The IPO debut was seen as lackluster to investors in the U.S. — and even as some tried to support the deal, the stock traded at $41 per share, which was a discount of over 10% from its initial price of $46.
Timing just wasn't on the company's side.
Along with some in the investing world attempting to prop up its price, Birkenstock was able to receive the support of Norway's sovereign wealth fund, which joined other entities as the company's deal was priced near the middle of its range.
The shoe brand was founded almost 250 years ago by a German cobbler named Johann Adam Birkenstock. The company was able to stay under family control until 2021 when private equity powerhouse L Catterton garnered a majority stake in the business valued at $4.85 billion.

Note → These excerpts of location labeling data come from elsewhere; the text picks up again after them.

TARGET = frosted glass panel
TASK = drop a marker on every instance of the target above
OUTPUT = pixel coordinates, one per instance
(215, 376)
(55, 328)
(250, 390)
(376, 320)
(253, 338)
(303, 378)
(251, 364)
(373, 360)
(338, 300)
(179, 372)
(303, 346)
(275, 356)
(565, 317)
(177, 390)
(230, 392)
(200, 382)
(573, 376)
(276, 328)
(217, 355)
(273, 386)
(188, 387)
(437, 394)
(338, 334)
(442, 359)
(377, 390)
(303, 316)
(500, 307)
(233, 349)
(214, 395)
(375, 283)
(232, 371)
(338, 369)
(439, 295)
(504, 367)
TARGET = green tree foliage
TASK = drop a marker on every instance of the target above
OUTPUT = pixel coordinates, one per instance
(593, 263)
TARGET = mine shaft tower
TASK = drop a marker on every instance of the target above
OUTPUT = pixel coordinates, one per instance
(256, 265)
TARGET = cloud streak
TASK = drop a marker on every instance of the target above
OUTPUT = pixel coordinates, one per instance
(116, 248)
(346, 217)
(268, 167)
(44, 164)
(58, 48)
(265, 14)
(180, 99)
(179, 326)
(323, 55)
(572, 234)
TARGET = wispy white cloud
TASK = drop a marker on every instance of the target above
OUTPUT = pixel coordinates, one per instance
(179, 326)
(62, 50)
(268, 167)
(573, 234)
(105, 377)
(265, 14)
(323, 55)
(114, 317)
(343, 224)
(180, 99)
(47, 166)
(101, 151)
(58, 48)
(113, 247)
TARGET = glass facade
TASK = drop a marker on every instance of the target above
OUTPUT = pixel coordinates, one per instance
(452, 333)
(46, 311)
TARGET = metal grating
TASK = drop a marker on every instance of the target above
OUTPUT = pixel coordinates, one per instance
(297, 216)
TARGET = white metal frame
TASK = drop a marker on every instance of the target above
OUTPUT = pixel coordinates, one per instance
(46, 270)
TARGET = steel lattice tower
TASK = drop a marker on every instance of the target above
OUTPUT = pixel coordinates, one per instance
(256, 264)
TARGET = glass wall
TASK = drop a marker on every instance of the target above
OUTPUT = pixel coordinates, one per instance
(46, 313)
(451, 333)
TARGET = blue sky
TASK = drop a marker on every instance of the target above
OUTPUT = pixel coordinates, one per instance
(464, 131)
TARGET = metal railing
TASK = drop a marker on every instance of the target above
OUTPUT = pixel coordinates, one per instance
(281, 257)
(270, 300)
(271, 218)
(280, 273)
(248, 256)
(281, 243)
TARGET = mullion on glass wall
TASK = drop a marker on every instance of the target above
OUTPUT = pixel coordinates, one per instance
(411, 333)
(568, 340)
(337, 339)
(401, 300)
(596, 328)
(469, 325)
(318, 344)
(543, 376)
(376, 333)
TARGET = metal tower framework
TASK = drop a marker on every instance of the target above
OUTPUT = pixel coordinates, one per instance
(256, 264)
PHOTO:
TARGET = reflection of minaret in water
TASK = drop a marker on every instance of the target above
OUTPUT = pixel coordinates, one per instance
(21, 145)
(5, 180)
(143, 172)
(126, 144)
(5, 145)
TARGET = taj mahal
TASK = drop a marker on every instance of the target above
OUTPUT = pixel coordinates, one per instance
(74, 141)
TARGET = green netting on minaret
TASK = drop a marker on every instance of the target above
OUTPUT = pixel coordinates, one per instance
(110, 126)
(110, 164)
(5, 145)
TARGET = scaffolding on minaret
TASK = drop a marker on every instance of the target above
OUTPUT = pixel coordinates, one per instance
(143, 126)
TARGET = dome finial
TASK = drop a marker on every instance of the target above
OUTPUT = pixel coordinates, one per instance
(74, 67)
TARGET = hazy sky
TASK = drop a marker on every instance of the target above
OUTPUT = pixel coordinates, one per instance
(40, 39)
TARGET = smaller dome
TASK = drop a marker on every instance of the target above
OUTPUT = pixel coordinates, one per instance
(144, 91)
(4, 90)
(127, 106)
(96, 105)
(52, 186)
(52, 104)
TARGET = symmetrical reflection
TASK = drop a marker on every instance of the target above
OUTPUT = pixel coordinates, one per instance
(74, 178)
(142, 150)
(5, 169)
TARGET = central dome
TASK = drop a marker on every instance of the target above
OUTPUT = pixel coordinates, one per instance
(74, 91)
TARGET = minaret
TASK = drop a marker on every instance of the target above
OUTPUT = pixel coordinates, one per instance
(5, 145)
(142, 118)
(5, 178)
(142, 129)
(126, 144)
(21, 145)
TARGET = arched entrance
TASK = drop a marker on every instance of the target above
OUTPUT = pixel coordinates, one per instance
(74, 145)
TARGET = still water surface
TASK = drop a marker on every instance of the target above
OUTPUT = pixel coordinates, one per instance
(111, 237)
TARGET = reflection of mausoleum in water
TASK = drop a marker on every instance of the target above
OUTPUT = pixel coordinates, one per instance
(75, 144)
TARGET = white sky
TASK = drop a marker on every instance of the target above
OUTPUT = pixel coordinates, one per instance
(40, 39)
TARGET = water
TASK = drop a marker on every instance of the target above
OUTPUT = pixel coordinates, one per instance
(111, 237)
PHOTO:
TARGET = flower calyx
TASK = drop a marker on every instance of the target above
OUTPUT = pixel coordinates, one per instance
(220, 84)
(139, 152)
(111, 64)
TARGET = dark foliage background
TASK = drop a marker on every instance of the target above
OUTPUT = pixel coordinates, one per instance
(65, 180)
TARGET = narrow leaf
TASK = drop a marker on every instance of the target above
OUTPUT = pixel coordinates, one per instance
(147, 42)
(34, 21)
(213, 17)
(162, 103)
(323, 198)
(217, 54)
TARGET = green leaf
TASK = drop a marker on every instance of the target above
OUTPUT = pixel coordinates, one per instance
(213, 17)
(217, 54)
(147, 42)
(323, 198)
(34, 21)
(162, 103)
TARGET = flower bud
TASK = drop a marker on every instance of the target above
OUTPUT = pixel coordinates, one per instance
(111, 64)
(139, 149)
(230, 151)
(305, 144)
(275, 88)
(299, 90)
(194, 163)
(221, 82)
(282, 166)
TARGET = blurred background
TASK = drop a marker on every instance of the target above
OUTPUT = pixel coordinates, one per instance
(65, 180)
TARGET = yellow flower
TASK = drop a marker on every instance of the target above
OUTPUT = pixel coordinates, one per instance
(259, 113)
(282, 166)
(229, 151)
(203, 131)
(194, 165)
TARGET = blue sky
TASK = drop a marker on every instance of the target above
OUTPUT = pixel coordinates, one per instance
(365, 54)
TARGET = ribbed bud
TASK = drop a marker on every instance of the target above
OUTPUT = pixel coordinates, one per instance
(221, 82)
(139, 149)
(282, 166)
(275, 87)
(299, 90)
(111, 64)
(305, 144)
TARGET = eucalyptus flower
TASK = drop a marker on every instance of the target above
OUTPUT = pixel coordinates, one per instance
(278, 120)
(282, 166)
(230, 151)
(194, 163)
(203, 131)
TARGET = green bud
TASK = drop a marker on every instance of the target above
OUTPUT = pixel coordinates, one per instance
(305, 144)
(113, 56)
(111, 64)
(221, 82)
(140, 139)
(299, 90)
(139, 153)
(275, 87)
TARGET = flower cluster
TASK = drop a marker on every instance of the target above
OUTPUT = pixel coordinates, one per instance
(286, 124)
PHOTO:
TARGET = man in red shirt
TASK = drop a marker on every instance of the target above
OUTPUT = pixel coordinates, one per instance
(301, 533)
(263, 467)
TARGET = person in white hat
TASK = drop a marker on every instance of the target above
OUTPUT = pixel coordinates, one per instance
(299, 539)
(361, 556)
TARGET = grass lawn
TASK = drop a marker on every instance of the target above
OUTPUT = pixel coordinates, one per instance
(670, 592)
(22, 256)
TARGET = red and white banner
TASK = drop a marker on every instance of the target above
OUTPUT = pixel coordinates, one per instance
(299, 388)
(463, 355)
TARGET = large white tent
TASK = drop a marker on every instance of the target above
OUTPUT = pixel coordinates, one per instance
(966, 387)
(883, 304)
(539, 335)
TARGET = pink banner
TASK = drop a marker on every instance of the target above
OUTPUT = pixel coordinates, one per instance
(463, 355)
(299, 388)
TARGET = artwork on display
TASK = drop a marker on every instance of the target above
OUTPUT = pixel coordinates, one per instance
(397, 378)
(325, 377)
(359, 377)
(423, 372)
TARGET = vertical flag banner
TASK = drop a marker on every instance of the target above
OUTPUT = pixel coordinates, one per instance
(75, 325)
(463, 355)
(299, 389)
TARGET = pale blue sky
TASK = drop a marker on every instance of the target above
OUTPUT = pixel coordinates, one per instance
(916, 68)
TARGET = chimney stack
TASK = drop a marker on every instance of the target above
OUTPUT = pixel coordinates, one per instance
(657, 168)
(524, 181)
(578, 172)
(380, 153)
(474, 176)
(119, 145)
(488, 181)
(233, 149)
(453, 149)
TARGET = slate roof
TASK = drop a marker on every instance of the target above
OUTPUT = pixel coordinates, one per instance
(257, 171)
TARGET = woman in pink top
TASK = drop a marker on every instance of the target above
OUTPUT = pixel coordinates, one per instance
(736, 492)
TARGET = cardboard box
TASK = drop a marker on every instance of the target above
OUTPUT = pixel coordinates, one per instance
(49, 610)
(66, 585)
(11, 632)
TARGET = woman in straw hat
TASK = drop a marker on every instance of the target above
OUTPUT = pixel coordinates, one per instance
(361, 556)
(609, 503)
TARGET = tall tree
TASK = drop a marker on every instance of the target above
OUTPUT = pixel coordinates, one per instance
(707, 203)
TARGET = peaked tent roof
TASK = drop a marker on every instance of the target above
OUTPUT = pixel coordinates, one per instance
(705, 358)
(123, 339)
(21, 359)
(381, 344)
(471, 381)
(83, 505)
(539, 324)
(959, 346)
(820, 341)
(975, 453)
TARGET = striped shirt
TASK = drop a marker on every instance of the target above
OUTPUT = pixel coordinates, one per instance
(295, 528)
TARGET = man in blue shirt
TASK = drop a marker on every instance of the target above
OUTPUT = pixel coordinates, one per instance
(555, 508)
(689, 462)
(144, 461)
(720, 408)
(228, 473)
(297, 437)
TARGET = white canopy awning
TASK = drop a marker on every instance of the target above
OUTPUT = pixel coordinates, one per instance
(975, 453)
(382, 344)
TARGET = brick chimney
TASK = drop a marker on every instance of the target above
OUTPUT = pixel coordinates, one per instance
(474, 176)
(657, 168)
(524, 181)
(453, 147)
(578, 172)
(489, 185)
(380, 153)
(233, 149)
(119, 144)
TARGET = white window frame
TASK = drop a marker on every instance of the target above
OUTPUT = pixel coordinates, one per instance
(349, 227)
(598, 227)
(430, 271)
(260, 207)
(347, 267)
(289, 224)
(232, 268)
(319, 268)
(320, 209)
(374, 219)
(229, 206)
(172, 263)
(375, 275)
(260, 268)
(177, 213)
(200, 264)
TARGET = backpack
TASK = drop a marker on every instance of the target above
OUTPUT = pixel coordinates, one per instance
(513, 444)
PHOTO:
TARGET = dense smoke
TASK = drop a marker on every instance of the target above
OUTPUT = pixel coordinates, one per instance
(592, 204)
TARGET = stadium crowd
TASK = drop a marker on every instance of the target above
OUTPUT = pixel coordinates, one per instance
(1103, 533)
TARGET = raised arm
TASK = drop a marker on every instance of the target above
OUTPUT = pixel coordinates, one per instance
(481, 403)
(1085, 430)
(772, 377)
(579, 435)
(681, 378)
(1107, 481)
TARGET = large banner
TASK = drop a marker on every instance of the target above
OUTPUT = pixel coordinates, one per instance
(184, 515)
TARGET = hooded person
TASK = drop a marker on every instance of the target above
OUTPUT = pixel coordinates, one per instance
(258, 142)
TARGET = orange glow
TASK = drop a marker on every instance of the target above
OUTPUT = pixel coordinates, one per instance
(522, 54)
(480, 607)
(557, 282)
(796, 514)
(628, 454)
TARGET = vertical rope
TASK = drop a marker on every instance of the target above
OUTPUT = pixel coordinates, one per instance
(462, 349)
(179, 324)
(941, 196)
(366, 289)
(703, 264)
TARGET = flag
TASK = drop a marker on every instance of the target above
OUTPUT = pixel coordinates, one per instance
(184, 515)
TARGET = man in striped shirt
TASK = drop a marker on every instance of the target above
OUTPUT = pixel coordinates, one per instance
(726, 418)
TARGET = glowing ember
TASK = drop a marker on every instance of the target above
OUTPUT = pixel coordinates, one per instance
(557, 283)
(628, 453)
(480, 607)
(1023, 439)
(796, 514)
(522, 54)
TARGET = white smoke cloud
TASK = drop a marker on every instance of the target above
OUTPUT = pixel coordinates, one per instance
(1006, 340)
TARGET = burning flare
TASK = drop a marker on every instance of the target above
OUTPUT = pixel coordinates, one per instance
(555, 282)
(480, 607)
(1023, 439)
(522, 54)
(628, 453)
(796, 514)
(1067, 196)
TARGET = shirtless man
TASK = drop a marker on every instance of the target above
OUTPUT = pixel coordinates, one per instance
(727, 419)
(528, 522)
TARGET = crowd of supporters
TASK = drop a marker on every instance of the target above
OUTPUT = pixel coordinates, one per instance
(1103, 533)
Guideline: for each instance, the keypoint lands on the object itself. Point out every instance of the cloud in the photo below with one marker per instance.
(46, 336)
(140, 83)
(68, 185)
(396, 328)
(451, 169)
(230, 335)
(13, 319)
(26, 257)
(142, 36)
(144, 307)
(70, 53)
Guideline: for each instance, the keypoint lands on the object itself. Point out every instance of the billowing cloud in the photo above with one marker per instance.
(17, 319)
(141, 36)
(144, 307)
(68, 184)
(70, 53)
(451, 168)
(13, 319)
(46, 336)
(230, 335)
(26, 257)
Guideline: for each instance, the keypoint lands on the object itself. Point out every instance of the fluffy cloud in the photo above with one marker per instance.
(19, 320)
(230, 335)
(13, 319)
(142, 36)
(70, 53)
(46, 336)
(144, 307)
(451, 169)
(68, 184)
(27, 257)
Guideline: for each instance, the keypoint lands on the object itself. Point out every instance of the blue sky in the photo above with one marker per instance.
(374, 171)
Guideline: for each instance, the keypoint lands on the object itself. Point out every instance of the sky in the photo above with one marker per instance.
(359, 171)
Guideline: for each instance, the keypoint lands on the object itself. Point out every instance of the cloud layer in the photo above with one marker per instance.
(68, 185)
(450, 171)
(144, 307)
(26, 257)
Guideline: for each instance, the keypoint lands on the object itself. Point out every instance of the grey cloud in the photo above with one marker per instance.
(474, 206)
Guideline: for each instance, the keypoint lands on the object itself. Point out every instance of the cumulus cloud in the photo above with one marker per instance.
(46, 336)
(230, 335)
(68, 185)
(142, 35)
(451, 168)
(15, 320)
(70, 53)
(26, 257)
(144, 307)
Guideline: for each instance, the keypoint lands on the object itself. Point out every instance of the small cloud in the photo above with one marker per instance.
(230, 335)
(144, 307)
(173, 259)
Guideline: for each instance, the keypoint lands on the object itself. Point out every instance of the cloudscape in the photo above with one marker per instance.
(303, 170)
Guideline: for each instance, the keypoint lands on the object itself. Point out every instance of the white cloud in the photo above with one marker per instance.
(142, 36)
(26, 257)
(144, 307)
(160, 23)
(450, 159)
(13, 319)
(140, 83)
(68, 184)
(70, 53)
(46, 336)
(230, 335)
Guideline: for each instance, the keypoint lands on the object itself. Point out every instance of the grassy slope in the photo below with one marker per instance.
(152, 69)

The drop in the share price during the company's market debut was seen as a negative signal from the IPO market. A first day trading slump is rare for large, well-established companies.
L Catterton said Birkenstock should be valued similarly to premium shoe brands like Nike, the Wall Street Journal reported.
While IPO experts have recently said the market is ready for large firms that have a proven track record, the Birkenstock deal was seen as a flop that could cause other companies to reconsider offerings so late into 2023.
Birkenstock's new owners have tried to raise the company's profile with some big collaborations between brands like Dior and with projects like the Barbie movie out this summer. It's an attempt to reinvigorate the brand after its past cultural associations, such as its role as a favorite shoe worn by Apple leader Steve Jobs, or the popularity during the 1970s of Birkenstock's "Arizona" sandal.